I genitori, entrambi docenti, gli hanno trasmesso il valore dell’educazione.
«Educazione, sia in senso lato come comportamento, sia soprattutto come ricerca della conoscenza. Dunque il valore della cultura, del migliorarsi, dell’aggiornarsi continuamente.»
Aspetti che sottendono uno spiccato senso di civiltà.
«Quel senso profondo di educazione civica che forse oggi non esiste più. Il riconoscimento del bene comune e del suo valore superiore rispetto a quello del bene individuale. Dedicare parte della propria vita nel tentativo di lasciare il mondo un po’ migliore di come lo abbiamo trovato, senza pretendere nulla in cambio. Atteggiamento che nel tempo si è consolidato in me, facendo parte di una forza armata il cui valore principale è proprio quello del servizio.»
Una volta si diceva patria, famiglia, lavoro. Erano gli anni Cinquanta.
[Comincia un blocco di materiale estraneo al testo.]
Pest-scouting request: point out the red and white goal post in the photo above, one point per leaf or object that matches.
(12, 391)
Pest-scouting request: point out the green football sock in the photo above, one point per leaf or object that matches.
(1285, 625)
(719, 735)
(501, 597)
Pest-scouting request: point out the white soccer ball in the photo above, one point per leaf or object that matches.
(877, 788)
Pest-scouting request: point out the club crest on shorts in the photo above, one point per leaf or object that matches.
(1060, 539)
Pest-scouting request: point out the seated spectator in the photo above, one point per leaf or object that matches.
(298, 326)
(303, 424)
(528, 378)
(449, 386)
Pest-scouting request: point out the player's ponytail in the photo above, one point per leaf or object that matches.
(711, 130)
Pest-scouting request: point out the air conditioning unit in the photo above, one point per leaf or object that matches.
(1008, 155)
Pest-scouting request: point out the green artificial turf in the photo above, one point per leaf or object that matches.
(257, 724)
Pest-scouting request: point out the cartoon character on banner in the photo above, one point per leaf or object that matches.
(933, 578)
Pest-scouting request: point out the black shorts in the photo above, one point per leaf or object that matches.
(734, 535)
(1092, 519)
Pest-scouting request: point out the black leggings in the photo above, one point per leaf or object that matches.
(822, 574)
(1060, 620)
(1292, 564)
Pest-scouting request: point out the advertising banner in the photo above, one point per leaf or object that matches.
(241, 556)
«Erano valori tradizionali, molto italiani. Un tempo la patria era campanilistica, oggi può essere l’Italia, l’Europa, il pianeta Terra. E anche il lavoro, prima era qualcosa in cui ci riconoscevamo, mentre invece adesso non è più così: si adatta alle nuove richieste del mercato, diventa flessibile, smart. Quanto alla famiglia, è ancora un valore. Ma si tratta di una famiglia diversa da quella a cui eravamo abituati. Credo tuttavia che quest’allargamento di visione sia un’evoluzione in positivo.»
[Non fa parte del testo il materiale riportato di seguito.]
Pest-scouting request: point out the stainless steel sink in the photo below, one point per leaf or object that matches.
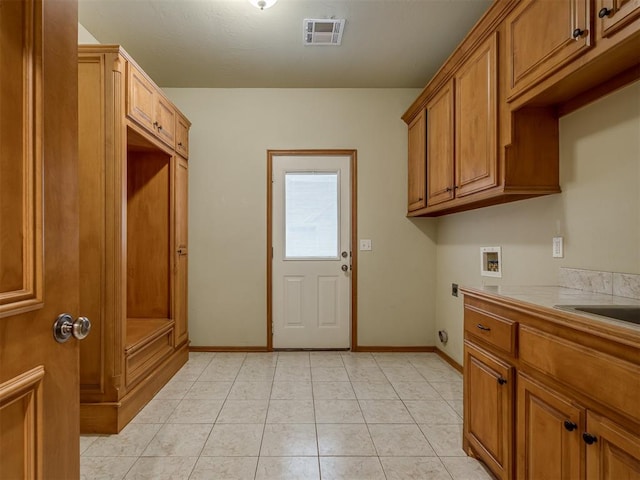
(626, 313)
La felicità è un valore fondamentale.
«Nel mio caso, essere felice significa riuscire a gestire il tempo da dedicare a me stesso. Spesso, però, la gestione del tempo che dedico a me prende il sopravvento rispetto a quello che dedico agli altri. Anche in questo momento, le mie scelte di vita mi portano lontano dall’amore, dalla famiglia, dagli affetti…»
… restando saldo il legame con le proprie radici.
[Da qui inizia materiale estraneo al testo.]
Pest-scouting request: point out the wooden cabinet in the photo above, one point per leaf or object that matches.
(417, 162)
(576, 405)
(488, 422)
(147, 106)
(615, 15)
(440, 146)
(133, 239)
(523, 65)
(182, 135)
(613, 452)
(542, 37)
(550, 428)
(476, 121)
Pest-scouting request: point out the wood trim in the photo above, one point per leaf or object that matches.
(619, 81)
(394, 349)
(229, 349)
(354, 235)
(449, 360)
«Sicuramente, per un isolano, esiste una sorta di identità legata al territorio, che è particolare, perché siamo, di fatto, svincolati dall’Italia e quindi il senso di appartenenza è rafforzato. La Sicilia, terra antichissima, mi ha dato il senso della storia, che è un dono. Altro dono è l’amore per la natura. È un’isola dalle bellezze uniche e, purtroppo, maledetta dalla nostra atavica mancanza di civismo. Non abbiamo acquisito un senso collettivo del vivere ma siamo ancora limitati nel pensare che ciò che è mio è mio e ciò che è di tutti è di nessuno. Infine, mi ha trasmesso l’amore per la vita. Ho sempre pensato che gli italiani amino vivere in maniera profonda, e noi siciliani non siamo da meno.»
L’incredibile avventura di vivere resta comunque la più grande sfida.
«Il senso della sfida è sempre il medesimo: avere un ostacolo davanti e pensare di non riuscire a superarlo. Il coraggio è provarci comunque.»